In order to bring this idea to life, the Marine CoLAB developed an animation. It was shared widely on social media, sparked discussion among other ocean actors, and was easily our best performing tweet of the year.

We believe that the animation achieved cut through because it was something different. It used humour to engage the audience and show the range of ways people interact with ocean. We know this is a serious topic, but to engage audiences effectively variation in tone can be important.

5. We might be NGO workers, scientists, policymakers, communicators… but we connect as human beings

This lesson is intrinsic to the values-based approach. This year we had an ad hoc experiment around the concept of the Ocean Book Club. We asked Twitter what their favourite ocean read was and we were overwhelmed by the responses we got from all sorts of ocean actors all over the world. We made a shortlist of top ocean reads that you can find here or ask Rosie for one of the bookmarks we got printed!
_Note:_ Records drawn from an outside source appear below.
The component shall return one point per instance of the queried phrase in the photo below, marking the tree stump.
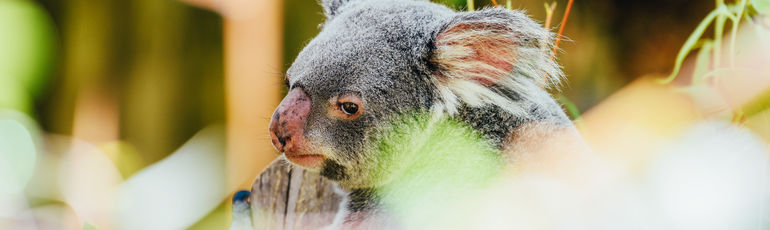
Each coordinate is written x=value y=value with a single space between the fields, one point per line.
x=288 y=197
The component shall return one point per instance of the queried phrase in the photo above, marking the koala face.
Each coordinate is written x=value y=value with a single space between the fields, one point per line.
x=375 y=60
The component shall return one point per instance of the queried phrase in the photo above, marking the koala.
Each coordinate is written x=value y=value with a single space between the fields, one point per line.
x=375 y=60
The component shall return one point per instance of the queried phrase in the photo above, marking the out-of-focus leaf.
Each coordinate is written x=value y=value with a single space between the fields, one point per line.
x=26 y=41
x=17 y=156
x=762 y=6
x=125 y=157
x=759 y=104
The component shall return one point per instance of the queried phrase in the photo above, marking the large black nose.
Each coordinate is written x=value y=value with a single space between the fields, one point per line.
x=288 y=123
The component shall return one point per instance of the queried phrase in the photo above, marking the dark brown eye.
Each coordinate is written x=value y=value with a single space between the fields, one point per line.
x=349 y=108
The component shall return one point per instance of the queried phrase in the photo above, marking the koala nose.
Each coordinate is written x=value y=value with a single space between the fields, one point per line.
x=288 y=123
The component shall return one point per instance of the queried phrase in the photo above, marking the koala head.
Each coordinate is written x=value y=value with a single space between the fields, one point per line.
x=377 y=59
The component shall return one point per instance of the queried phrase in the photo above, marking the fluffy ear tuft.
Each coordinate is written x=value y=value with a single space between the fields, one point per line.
x=493 y=46
x=331 y=7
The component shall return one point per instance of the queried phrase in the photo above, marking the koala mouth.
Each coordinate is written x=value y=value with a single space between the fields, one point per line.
x=311 y=161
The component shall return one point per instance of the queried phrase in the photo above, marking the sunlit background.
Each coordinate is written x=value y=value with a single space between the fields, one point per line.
x=149 y=114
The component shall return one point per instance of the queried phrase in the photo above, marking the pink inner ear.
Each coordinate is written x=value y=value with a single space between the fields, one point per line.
x=492 y=47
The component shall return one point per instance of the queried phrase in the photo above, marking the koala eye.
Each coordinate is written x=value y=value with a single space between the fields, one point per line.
x=349 y=108
x=346 y=106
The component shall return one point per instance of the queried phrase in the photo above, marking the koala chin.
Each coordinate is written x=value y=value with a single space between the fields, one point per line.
x=376 y=61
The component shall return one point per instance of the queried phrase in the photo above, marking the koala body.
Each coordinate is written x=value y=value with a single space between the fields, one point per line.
x=375 y=61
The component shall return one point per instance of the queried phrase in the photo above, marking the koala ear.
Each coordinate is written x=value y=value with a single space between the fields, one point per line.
x=331 y=7
x=487 y=46
x=492 y=47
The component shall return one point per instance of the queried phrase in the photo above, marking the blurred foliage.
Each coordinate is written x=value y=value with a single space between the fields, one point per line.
x=161 y=60
x=26 y=46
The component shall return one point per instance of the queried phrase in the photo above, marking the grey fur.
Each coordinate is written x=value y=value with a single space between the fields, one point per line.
x=383 y=51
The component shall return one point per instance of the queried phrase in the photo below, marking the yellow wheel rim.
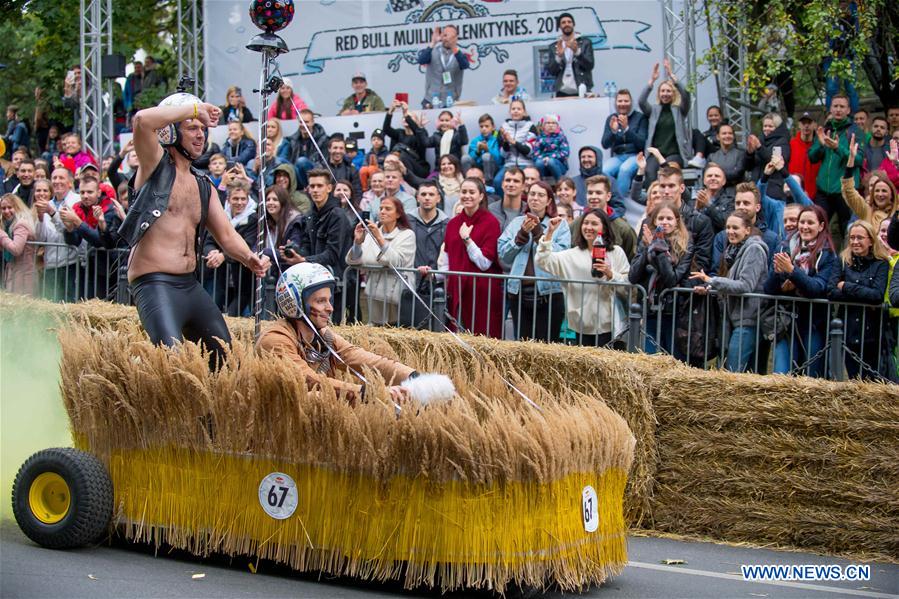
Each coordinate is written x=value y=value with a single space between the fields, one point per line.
x=49 y=498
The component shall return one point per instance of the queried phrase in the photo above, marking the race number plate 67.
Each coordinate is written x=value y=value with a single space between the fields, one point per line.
x=278 y=495
x=589 y=509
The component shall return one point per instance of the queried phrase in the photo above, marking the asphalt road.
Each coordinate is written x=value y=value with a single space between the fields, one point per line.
x=124 y=571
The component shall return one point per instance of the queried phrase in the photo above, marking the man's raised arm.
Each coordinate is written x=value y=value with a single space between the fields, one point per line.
x=147 y=121
x=231 y=242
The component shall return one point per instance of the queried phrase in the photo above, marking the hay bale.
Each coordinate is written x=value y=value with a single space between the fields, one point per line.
x=791 y=461
x=479 y=492
x=775 y=459
x=558 y=368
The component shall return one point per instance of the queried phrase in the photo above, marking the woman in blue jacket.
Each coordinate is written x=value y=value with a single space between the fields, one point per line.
x=861 y=278
x=239 y=147
x=803 y=271
x=538 y=307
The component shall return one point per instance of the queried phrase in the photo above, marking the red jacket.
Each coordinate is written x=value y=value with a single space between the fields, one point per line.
x=800 y=165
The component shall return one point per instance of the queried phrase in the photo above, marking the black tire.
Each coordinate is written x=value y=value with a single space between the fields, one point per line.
x=89 y=506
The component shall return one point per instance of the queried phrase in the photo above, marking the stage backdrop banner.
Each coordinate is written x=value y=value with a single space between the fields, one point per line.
x=331 y=40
When we reflected on the popularity of the question, we realised that art is a great equaliser. Although the people who responded were scientists, policymakers, campaigners and much more, they responded on a very human level and told us not necessarily what had informed them, but which books had moved them, inspired them, made them feel. It was a conversation where everyone has something to offer and really spoke to the connection that art and literature can foster between people and the ocean – something that we hope to explore further next year.

6. We will never get tired of ocean puns

Sorry, we just can’t kelp ourselves! Sometimes it’s like ocean puns are just our porpoise in life. If you missed us tweeting the High Seas Treaty Negotiations this year through the medium of Javier Bardem movie puns, then buoy did you miss out. Don’t worry though, you can still catch them here. We’re shore you’ll enjoy them as much as we did.

What communications lessons did you learn this year? Get in touch and let us know!

Wishing you seas and greetings from the CoLAB Comms team!